Epoch: 0001 cost= 191.185674827
Epoch: 0006 cost= 153.927147522
Epoch: 0011 cost= 148.532734874
Epoch: 0016 cost= 145.890130366
Epoch: 0021 cost= 144.249426061
Epoch: 0026 cost= 143.045141393
Epoch: 0031 cost= 142.175010986
Epoch: 0036 cost= 141.431745578
Epoch: 0041 cost= 140.852914554
Epoch: 0046 cost= 140.304103837
Epoch: 0051 cost= 139.826455092
Epoch: 0056 cost= 139.489906020
Epoch: 0061 cost= 139.129291437
Epoch: 0066 cost= 138.877807423
Epoch: 0071 cost= 138.530932021

In [13]:
x_sample, y_sample = mnist.test.next_batch(5000)
z_mu = vae_2d.transform(x_sample)
plt.figure(figsize=(8, 6)) 
plt.scatter(z_mu[:, 0], z_mu[:, 1], c=np.argmax(y_sample, 1))
plt.colorbar()
plt.grid()


An other way of getting insights into the latent space is to use the generator network to plot reconstrunctions at the positions in the latent space for which they have been generated:


In [14]:
nx = ny = 20
x_values = np.linspace(-3, 3, nx)
y_values = np.linspace(-3, 3, ny)

canvas = np.empty((28*ny, 28*nx))
for i, yi in enumerate(x_values):
    for j, xi in enumerate(y_values):
        z_mu = np.array([[xi, yi]]*vae.batch_size)
        x_mean = vae_2d.generate(z_mu)
        canvas[(nx-i-1)*28:(nx-i)*28, j*28:(j+1)*28] = x_mean[0].reshape(28, 28)

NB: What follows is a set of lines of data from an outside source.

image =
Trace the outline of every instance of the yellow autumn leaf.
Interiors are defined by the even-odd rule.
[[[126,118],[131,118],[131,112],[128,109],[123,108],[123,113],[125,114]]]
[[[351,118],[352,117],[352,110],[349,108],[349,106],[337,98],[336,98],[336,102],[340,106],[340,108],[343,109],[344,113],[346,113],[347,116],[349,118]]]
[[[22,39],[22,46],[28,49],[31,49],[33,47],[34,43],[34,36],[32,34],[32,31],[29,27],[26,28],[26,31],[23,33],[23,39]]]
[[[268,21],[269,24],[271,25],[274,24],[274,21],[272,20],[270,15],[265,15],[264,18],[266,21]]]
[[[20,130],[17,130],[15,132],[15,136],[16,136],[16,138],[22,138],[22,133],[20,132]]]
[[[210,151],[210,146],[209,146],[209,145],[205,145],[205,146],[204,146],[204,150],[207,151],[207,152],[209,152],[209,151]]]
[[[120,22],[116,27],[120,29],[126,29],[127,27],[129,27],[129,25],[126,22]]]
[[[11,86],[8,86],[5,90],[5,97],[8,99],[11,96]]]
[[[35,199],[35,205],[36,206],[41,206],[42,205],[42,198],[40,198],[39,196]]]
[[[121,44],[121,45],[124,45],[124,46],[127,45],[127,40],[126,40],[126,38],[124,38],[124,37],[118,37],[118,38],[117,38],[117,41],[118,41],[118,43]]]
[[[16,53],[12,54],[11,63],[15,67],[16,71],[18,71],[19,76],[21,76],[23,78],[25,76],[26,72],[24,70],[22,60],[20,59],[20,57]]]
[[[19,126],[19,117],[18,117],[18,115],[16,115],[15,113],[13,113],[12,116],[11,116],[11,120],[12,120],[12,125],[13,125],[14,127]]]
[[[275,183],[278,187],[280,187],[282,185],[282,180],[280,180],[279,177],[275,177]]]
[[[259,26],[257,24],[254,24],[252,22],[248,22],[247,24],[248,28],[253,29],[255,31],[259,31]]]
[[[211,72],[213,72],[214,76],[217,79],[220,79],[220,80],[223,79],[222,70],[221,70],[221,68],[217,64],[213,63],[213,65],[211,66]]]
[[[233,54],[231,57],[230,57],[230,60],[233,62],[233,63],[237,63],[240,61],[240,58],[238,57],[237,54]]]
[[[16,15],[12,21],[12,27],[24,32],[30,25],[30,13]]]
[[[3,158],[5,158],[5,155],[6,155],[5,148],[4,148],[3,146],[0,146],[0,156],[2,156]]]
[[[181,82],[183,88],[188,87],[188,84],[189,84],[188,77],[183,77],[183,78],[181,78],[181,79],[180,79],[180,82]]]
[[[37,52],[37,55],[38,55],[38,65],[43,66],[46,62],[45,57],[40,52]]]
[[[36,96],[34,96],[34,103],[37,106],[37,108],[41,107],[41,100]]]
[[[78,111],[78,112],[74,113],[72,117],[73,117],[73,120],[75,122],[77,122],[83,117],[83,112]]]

plt.figure(figsize=(8, 10))        
Xi, Yi = np.meshgrid(x_values, y_values)
plt.imshow(canvas, origin="upper", cmap="gray")
plt.tight_layout()


Summary

In summary, tensorflow is well suited to rapidly implement a prototype of machine learning models like VAE. The resulting code could be easily executed on GPUs as well (requiring just that tensorflow with GPU support was installed). VAE allows learning probabilistic encoders and decoders of data in an end-to-end fashion.


In [11]:
%load_ext watermark
%watermark -a "Jan Hendrik Metzen" -d -v -m -p numpy,scikit-learn,tensorflow


Jan Hendrik Metzen 2017-01-03 

CPython 3.5.1
IPython 5.1.0

numpy 1.11.2
scikit-learn 0.18.1
tensorflow 0.12.0-rc0

compiler   : GCC 4.4.7 20120313 (Red Hat 4.4.7-1)
system     : Linux
release    : 3.16.0-77-generic
machine    : x86_64
processor  : x86_64
CPU cores  : 28
interpreter: 64bit
/miniconda/lib/python3.5/site-packages/watermark/watermark.py:143: DeprecationWarning: Importing scikit-learn as `scikit-learn` has been depracated and will not be supported anymore in v1.7.0. Please use the package name `sklearn` instead.